Supreme Court Reaffirms Ban on Prayer in Public Schools
The U.S. Supreme Court last week continued its 20-year-old ban on sponsored prayer in public schools—even under a very permissive, voluntary state statute.
In a unanimous ruling not accompanied by a written opinion, the Court upheld an appellate court's ruling that a Louisiana law permitting voluntary prayer in public schools is unconstitutional.
The law, enacted in 1980, permitted school boards to set aside up to five minutes for prayer at the beginning of the school day. A student or teacher could volunteer to lead the prayer, and students who did not wish to participate could leave the room.
The first school board to act on the new law was in Jefferson Parish, located just outside New Orleans. "The others sat back to see what would happen to the 'lightning rod'," observed David Hamilton, a lawyer for the state department of education.
Under the Jefferson Parish board's policy, only students whose parents signed a written consent form could participate in a one-minute morning prayer session. But three parents of Jefferson Parish students sued, contending that the law and the local board's policy, even though they made prayer voluntary, promoted religion in violation of the First Amendment.
The law was upheld by a U.S. District Court Judge, but last August, the U.S. Court of Appeals for the Fifth Circuit struck it down, holding that it was an unconstitutional entanglement of church and state.
School officials in at least one school district—Rapides Parish—said they will continue to set aside the prayer period unless the practice there is formally challenged.
And one of the Louisiana bill's co-sponsors reportedly has announced that the legislature will examine the Fifth Circuit ruling to determine whether another approach to school prayer might pass constitutional muster.
"They've been praying in school for a long time in the rural parishes, but nobody went in and sued them," Mr. Hamilton said. "It doesn't surprise me at all the way the Supreme Court ruled, and it wouldn't surprise me at all if the legislature tried it again."
Several states, particularly in the South, have enacted similar laws allowing "voluntary" prayer in the schools, according to Marion McGhehey, executive secretary of the National Organization on Legal Problems in Education.
"There's a large number of cases, and they all tend to go in the same direction once they get into the federal [judicial] system," Mr. McGhehey said. "The Supreme Court has never ruled against voluntary prayer. The point is that the Supreme Court has said you cannot use public-school facilities, paid for with taxes, for the advancement of religion."
He added: "They [legislators] just think it's sound politically, and they can run against the Supreme Court."

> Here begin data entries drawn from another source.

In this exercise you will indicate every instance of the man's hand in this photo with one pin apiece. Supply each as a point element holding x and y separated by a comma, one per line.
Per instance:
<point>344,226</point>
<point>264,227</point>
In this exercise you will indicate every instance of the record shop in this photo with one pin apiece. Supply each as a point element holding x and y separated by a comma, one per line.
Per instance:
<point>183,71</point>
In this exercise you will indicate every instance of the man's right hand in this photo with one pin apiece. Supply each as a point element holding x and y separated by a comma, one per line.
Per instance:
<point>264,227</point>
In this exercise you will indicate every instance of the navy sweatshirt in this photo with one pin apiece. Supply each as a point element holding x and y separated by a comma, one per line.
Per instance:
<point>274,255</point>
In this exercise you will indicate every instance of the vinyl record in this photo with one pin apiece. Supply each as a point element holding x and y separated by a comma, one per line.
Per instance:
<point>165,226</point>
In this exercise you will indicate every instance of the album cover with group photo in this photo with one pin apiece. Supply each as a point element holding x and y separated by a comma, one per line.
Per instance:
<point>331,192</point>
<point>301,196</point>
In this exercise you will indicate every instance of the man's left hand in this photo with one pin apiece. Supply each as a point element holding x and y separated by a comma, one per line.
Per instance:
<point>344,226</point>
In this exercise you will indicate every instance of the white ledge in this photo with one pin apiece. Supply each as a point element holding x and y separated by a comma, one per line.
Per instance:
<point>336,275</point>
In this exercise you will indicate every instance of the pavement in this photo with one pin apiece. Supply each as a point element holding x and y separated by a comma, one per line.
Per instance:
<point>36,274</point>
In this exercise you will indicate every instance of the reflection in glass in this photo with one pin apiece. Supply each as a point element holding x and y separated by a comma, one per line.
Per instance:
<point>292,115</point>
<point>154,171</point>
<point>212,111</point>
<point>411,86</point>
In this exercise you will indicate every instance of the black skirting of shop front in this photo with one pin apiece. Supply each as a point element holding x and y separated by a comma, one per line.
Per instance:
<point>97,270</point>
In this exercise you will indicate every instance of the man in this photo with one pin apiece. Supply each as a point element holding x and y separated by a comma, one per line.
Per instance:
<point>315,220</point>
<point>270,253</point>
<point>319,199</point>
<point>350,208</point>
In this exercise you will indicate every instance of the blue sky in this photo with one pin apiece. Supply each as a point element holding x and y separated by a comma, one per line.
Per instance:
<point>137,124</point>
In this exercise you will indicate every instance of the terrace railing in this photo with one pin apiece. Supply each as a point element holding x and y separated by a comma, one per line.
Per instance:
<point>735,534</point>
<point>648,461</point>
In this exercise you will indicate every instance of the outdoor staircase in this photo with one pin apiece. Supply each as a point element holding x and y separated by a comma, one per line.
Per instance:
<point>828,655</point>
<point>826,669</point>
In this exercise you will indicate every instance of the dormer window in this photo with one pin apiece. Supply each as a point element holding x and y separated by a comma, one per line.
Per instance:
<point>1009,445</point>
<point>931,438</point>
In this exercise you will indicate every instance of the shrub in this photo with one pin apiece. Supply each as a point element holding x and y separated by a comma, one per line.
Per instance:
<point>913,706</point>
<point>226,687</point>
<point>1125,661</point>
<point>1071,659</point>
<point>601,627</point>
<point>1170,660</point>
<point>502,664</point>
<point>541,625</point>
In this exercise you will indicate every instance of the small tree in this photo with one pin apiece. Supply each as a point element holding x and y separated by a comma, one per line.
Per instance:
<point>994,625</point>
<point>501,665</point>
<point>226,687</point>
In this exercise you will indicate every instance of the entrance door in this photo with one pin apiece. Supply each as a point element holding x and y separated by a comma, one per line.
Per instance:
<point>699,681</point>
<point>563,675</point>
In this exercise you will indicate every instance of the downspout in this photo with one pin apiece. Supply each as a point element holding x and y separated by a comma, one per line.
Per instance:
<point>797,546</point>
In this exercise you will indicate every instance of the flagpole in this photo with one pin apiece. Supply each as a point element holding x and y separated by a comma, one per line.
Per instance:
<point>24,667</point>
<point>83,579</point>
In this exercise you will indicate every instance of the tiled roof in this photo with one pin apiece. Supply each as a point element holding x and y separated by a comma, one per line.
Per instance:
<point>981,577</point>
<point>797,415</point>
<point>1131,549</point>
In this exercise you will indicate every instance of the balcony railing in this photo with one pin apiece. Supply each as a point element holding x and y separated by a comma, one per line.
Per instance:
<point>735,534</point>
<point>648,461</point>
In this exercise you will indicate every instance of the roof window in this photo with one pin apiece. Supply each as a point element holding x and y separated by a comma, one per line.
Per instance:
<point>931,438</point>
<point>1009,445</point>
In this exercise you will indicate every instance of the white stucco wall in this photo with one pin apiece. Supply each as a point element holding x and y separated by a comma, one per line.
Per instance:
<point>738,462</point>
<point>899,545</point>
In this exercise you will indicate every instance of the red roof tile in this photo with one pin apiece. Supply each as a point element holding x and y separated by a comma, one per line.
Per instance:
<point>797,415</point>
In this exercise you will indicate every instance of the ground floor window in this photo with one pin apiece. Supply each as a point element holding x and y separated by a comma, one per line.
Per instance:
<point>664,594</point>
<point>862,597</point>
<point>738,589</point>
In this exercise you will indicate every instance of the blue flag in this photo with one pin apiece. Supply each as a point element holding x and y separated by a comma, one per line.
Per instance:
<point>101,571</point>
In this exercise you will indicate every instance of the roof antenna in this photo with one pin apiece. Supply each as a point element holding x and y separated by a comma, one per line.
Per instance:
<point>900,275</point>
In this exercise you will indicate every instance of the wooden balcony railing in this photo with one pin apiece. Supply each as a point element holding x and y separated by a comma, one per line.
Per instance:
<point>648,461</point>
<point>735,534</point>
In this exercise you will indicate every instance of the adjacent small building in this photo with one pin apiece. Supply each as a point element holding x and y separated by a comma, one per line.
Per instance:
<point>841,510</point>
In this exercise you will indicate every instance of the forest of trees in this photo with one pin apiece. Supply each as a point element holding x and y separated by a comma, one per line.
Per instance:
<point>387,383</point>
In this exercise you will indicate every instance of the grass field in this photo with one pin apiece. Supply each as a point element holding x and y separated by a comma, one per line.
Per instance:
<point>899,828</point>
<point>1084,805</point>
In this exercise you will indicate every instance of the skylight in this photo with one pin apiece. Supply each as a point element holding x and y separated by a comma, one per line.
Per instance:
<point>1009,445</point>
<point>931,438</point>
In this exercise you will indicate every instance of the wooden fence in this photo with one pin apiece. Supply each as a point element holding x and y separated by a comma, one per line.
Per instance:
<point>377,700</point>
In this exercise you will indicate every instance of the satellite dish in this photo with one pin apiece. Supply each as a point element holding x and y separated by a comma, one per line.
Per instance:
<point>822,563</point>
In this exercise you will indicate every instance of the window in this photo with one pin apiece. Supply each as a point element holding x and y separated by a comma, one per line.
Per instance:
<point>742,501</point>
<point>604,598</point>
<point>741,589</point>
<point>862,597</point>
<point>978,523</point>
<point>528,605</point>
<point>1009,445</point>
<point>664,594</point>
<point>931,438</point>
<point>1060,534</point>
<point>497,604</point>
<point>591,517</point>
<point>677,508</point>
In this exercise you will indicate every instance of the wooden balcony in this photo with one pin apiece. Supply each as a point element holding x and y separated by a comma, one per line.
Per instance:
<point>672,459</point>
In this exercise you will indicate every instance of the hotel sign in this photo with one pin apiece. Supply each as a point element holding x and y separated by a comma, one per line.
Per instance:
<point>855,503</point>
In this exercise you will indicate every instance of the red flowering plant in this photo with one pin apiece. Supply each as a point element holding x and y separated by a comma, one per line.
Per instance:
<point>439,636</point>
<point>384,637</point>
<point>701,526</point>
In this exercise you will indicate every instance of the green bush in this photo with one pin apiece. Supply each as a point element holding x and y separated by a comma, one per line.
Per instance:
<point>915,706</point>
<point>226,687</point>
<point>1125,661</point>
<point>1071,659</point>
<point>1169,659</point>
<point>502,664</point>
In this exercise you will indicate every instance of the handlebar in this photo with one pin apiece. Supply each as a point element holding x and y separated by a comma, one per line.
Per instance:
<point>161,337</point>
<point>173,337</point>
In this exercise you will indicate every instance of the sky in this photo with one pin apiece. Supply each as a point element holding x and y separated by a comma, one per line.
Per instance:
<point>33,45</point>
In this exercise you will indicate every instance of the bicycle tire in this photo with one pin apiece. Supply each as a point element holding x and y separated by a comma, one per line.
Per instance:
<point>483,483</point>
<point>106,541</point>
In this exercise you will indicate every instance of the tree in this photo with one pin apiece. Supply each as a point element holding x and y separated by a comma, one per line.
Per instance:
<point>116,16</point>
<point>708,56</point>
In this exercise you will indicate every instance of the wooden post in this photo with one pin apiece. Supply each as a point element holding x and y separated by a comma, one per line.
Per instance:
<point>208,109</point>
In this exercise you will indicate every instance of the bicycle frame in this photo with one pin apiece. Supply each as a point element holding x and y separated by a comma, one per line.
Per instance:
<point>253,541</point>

Court battles over such laws and policies are "a very expensive proposition," Mr. McGhehey noted, with legal costs typically running to about $5,000 at the trial-court level and to at least $50,000 by the time a case reaches the Supreme Court.
School prayer is one of the so-called "social issues" pressed by conservative members of Congress, but deferred last year to give precedence to President Reagan's economic program.
Senate Majority Leader Howard Baker, Republican of Tennessee, has predicted, however, that discussion of school prayer will come early in the Congressional session that began late last month.
The House already has passed an amendment prohibiting the use of federal funds to prevent programs of voluntary prayer in public schools. The bill—which observers say would have minimal impact because the government is rarely involved in challenges to prayer programs—has been stalled by a filibuster in the Senate.
Another measure, sponsored by Representative Philip M. Crane, Republican of Illinois, would strip the federal courts of jurisdiction in school-prayer cases.
"I don't think [the Supreme Court decision] affects the legislation," said David J. Allen, administrative assistant to Representative Crane. "I'm sure the Congressman's reaction would be that it points to the need for the legislation. They've gone ahead and exercised jurisdiction that they wouldn't have under the legislation."
The Crane bill is now bottled up in the House Judiciary Committee, "and probably will there remain," Mr. Allen said. To force the bill out of committee and onto the House floor, 218 members of the House would have to sign a "discharge petition" now being circulated. Mr. Allen said he did not know how many signatures are now on the petition, but added, "I don't think there are many on there."